Reputation: 7028
I was recently playing with docker containers. I have setup a docker host on which users are part of docker group so they will be able to start the containers for them-self. But in this scenario container started by user A is accessible by user B. So i was looking a way to isolate users containers from other users and tried to add -u
flag to the docker run
command, but got following error
FATA[0001] Error response from daemon: Cannot start container XXXXX: [8] System error: Unable to find user abc
same command works with out -u
flag
User abc do exist on the host, but not sure what I am missing here.
anyone know what's wrong here ?
I am on Ubuntu 14.04 with Docker 1.6.2
Upvotes: 2
Views: 2672
Reputation: 263666
Users with access to run Docker containers on a host effectively have full root access on that host server.
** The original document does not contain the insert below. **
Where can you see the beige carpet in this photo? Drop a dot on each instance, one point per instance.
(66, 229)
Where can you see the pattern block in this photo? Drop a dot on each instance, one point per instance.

They can easily run docker run -it --rm -v /:/target debian
and have a root shell with your host filesystem mapped into that shell.
Therefore, you can't isolate from other users with direct access to the Docker engine. To get the isolation you're looking for, you'll need to use a tool on top of the Docker engine that provides RBAC and careful configuration to limit what each user can submit. Docker has their own (universal control plane) and other vendors have created similar products. Or, as Mark suggests, give each user their own VM running isolated instances of Docker.
Upvotes: 2
Reputation: 77961
Docker is not a multi-tenanted service, which explains why containers are visible to users on the same server.
In theory you could startup a docker daemon for each user, but it might be simpler to just give each user a virtual machine within which they can run their containers.